Ce triste exemple a pour mérite de montrer :
– que tout se copie, s’échange, se partage sur Internet. Vous utilisez un logiciel libre comme moteur de votre blog, fruit du partage de la connaissance qui vous permet aujourd’hui de vous exprimer sans être tributaire de la volonté des majors du logiciel informatique.
– que la jungle des licences est insolvable pour le commun. Je ne vous parle même pas d’essayer de distribuer un support incorporant des éléments de plusieurs licences…
– que les citoyens et les auteurs ont un pouvoir démesurément minuscule face à la machine à sanctionner automatique que vous instaurez pour l’industrie.

MAJ : Son site web a été mis à jour en douce depuis mon commentaire. Un lien vers une page spéciale des mentions légales remplace le bas de page d’hier.
Avant : mmm-ancien

Après : mmm-nouveau

5 réactions sur “ Lettre morte à Mme la rapporteuse Minintello ”

  1. Ddmdllt

    Petite note au sujet du « piratage » de thème : à priori seul l’auteur ou ayant droit peut s’en plaindre. Un auteur a tout à fait le droit de dire publiquement « je place mon œuvre sous licence copyleft NomDeLicence » et de donner à qui il veut des autorisations de réutiliser son œuvre autrement.

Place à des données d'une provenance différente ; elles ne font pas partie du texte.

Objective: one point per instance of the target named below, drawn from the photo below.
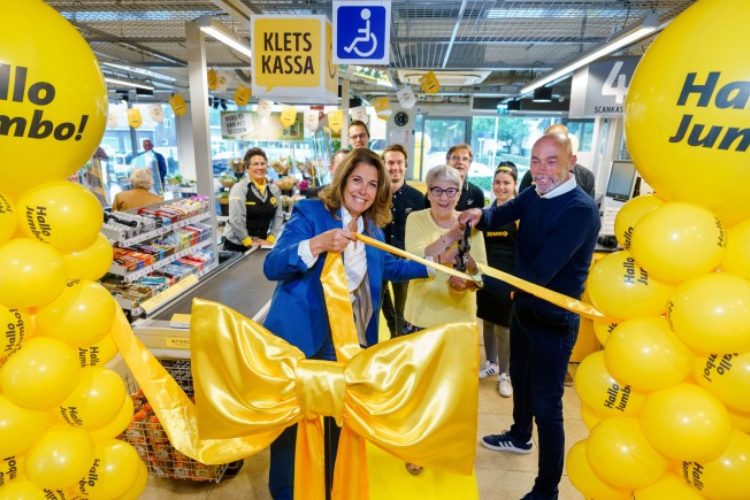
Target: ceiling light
(648, 26)
(211, 27)
(128, 83)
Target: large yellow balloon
(599, 390)
(691, 79)
(678, 241)
(711, 313)
(95, 400)
(630, 213)
(31, 273)
(621, 289)
(584, 478)
(90, 263)
(726, 376)
(685, 422)
(620, 454)
(115, 468)
(19, 427)
(41, 374)
(81, 315)
(737, 258)
(16, 326)
(668, 487)
(60, 457)
(58, 99)
(63, 214)
(728, 476)
(644, 353)
(8, 220)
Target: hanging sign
(292, 59)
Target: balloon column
(668, 400)
(59, 407)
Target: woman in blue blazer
(358, 200)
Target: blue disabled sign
(361, 32)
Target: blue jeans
(281, 471)
(540, 348)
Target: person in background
(359, 134)
(493, 301)
(584, 177)
(460, 157)
(336, 159)
(139, 195)
(255, 212)
(557, 233)
(357, 201)
(406, 200)
(159, 165)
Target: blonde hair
(141, 178)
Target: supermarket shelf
(129, 277)
(160, 231)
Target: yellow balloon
(678, 241)
(96, 399)
(668, 487)
(686, 142)
(21, 490)
(584, 478)
(90, 263)
(17, 326)
(726, 477)
(603, 329)
(19, 427)
(590, 417)
(726, 376)
(711, 313)
(630, 213)
(41, 374)
(60, 457)
(685, 422)
(31, 273)
(620, 454)
(98, 354)
(115, 468)
(81, 315)
(737, 257)
(118, 424)
(644, 353)
(8, 220)
(59, 97)
(621, 289)
(601, 392)
(63, 214)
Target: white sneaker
(488, 369)
(503, 386)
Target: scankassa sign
(292, 59)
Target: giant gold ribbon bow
(414, 396)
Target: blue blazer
(298, 313)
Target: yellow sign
(242, 95)
(291, 58)
(430, 83)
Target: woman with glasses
(493, 304)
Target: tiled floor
(500, 475)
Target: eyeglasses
(438, 192)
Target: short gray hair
(442, 173)
(141, 178)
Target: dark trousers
(393, 308)
(281, 473)
(539, 353)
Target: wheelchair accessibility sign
(361, 32)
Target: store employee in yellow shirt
(255, 213)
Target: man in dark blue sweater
(557, 233)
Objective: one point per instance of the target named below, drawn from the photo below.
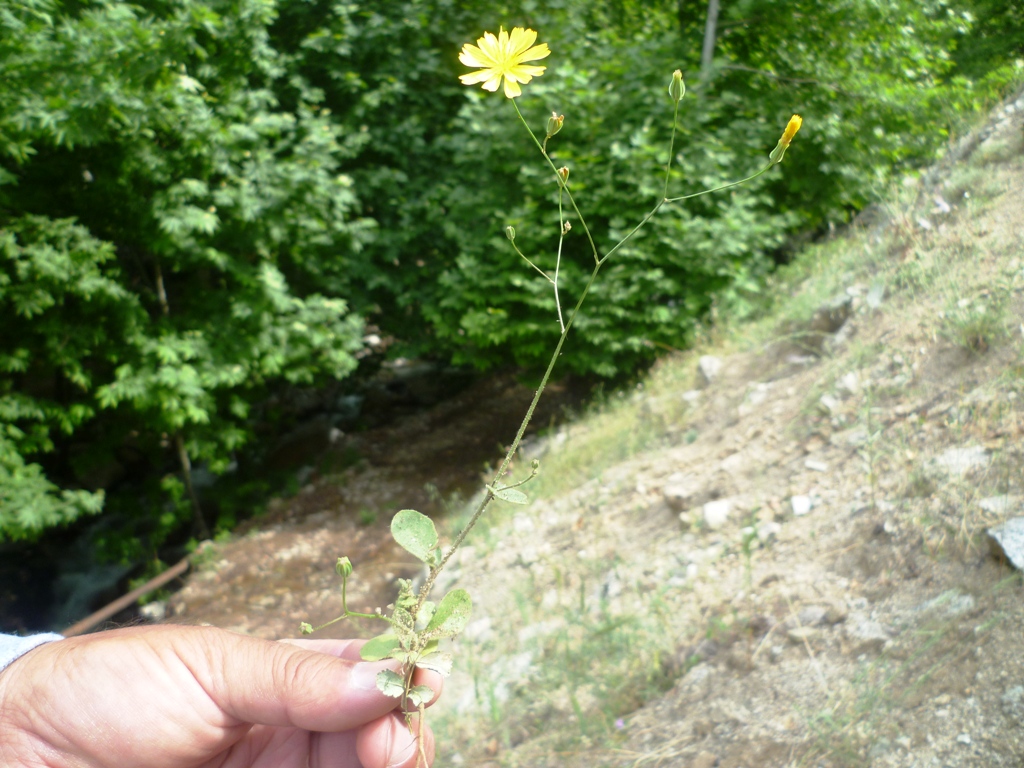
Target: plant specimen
(416, 625)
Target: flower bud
(677, 88)
(783, 143)
(555, 124)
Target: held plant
(416, 625)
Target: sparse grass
(590, 663)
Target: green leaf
(380, 647)
(512, 496)
(420, 694)
(439, 663)
(390, 683)
(452, 615)
(415, 532)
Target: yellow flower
(783, 143)
(791, 129)
(503, 56)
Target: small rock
(1010, 537)
(679, 493)
(849, 383)
(866, 635)
(799, 635)
(836, 612)
(829, 316)
(716, 513)
(1000, 505)
(1013, 704)
(812, 615)
(829, 403)
(710, 367)
(768, 530)
(960, 461)
(802, 505)
(726, 712)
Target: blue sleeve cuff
(12, 646)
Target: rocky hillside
(777, 551)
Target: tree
(159, 206)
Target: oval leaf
(512, 496)
(452, 615)
(380, 647)
(420, 694)
(415, 532)
(390, 683)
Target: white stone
(802, 505)
(1000, 505)
(1011, 538)
(716, 513)
(960, 461)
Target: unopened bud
(783, 143)
(555, 124)
(343, 567)
(677, 88)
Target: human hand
(194, 696)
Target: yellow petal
(473, 56)
(476, 77)
(489, 48)
(538, 51)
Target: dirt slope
(799, 576)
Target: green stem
(672, 150)
(558, 178)
(599, 262)
(723, 186)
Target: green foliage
(200, 200)
(416, 534)
(174, 229)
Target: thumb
(269, 683)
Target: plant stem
(598, 263)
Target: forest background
(209, 205)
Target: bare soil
(848, 608)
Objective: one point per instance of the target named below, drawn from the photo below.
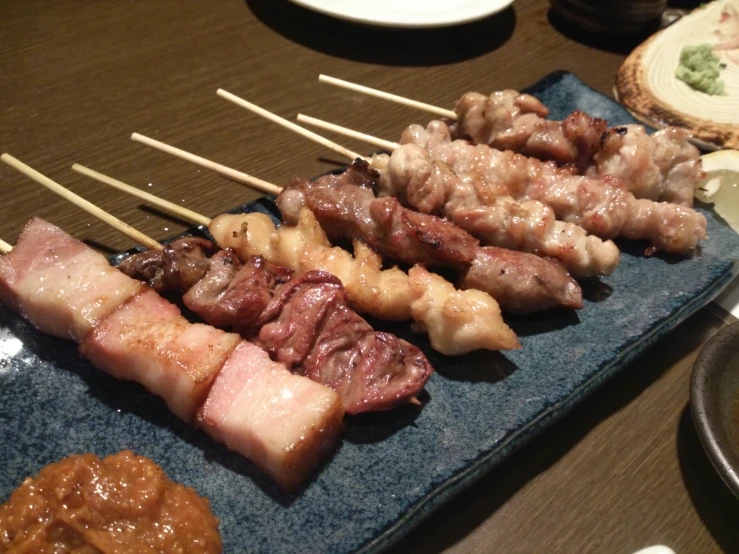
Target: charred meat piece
(348, 211)
(235, 294)
(306, 323)
(311, 329)
(178, 267)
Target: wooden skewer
(4, 247)
(289, 124)
(345, 131)
(387, 96)
(244, 178)
(80, 202)
(174, 209)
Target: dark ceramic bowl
(714, 398)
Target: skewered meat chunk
(351, 212)
(472, 316)
(60, 285)
(305, 247)
(660, 167)
(285, 423)
(532, 283)
(147, 340)
(430, 186)
(309, 327)
(663, 166)
(347, 209)
(457, 321)
(172, 268)
(602, 207)
(304, 322)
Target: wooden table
(621, 472)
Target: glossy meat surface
(661, 167)
(148, 341)
(311, 329)
(435, 305)
(349, 212)
(347, 209)
(603, 207)
(286, 424)
(431, 186)
(535, 283)
(59, 284)
(181, 264)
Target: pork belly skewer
(456, 321)
(303, 321)
(430, 186)
(284, 423)
(347, 209)
(660, 167)
(307, 325)
(602, 208)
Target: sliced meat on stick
(408, 236)
(431, 186)
(287, 424)
(302, 321)
(457, 321)
(660, 167)
(602, 207)
(305, 323)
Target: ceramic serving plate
(408, 13)
(714, 400)
(393, 469)
(647, 86)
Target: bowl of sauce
(122, 503)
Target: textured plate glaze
(392, 469)
(714, 399)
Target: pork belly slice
(284, 423)
(63, 287)
(147, 340)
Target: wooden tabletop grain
(623, 471)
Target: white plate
(407, 13)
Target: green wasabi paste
(700, 69)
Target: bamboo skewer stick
(345, 131)
(80, 202)
(170, 207)
(289, 124)
(244, 178)
(4, 247)
(387, 96)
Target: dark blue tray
(393, 469)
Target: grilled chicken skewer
(456, 321)
(660, 167)
(347, 209)
(431, 186)
(600, 207)
(284, 423)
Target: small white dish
(408, 13)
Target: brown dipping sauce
(123, 503)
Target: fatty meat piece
(284, 423)
(60, 285)
(148, 341)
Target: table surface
(623, 471)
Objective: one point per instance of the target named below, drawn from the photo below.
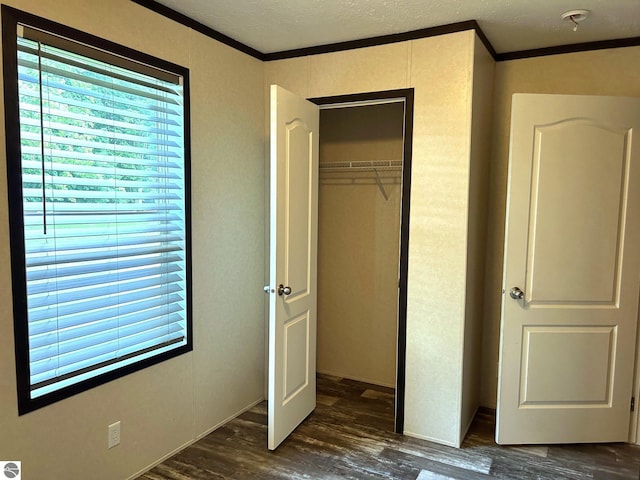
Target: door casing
(371, 98)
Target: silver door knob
(516, 293)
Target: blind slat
(102, 161)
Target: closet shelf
(361, 165)
(373, 165)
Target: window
(98, 179)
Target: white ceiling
(510, 25)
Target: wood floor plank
(350, 436)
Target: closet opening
(363, 238)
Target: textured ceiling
(510, 25)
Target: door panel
(567, 344)
(293, 263)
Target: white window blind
(104, 211)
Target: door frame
(406, 96)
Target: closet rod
(362, 165)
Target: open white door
(571, 271)
(293, 262)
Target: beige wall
(168, 405)
(602, 72)
(441, 71)
(483, 76)
(358, 244)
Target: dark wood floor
(349, 436)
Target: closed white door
(571, 270)
(293, 262)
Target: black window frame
(11, 17)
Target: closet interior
(359, 213)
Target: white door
(571, 270)
(293, 262)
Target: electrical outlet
(114, 434)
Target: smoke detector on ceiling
(575, 17)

    Ces autorisations (forme de double licence) n’ont aucune obligation d’être évoqués publiquement : l’auteur peut donner une autorisation écrite en privé à une autre personne et les tiers n’ont à priori rien à y redire sur le point de vue de la légalité.

    Pour l’affaire précise de MMM, le mieux est soit de dire « on ne sait pas », soit d’avoir une confirmation de l’auteur comme quoi il n’est pas d’accord (auquel cas autant citer cette source). Précisons que la page http://www.ndesign-studio.com/resources/wp-themes/itheme/ indique toutefois : « If you really don’t want to give credit linkback to N.Design Studio, contact me for a licensed copy. »

    Je ne dis pas que ce que fait MMM est légal ou non, je dis simplement qu’il y a peut être lieu de l’interroger à ce sujet, et de lui demander pourquoi elle ne crédite pas l’auteur original par une mention visible et par un lien. Car de toute façon même si elle en avait le droit, il y a lieu de s’interroger.

    Sinon sur le fond, pour observer un peu les débats de l’assemblée retransmis sur Internet (http://www.assemblee-nationale.fr/13/seance/seancedirect.asp), je ne peux que désapprouver grandement l’attitude de MMM (et aussi celle de Mme Albanel et de M Riester…)

  2. karpov

    salut tuxicoman !

    Soirée sympathique hier soir à l’assemblée nationale :)
    Concernant notre petite discussion sur l’acoustique d’hier…je n’est pas trouvé ton mail….

    … ce message peut être effacé après lecture par son destinataire…. :)

  3. Marzikill

    « L’ensemble de ce site est la propriété intellectuelle de Muriel Marland Mititello. Aucune reproduction, même partielle, n’est autorisée sans son accord préalable »…

    Tu as son accord pour ces deux malheureux screenshot ? En prison, pirate !

    :P

    Amicalement,
    Marzikill.

  4. Tuxicoman

    @ddmdllt : Je lui ai signalé par commentaire ce problème il y a 10 jours et ce n’est que maintenant que je rend ma lettre publique. Sa réponse consiste en la création d’une nouvelle page « mentions legales » qui justement mentionne l’auteur du theme. Je doute donc fortement qu’elle ait une licence personnelle.

    De plus il y a un précédent : http://www.strapontins.org/2009/03/13/la-depute-muriel-marland-militello-est-une-pirate/

    Maintenant quel recours ont les auteurs puisque le site est désormais en règle?

    Si j’ai bien compris l’histoire, je télécharge et écoute des musiques sans respecter les droits d’auteur, avant de m’inculper les sociéts représentant les ayants droits devraient vérifier auprès des auteurs si je n’ai pas d’accord direct avec eux et dans le cas contraire il me suffirait de rendre les MP3 pour être quitte?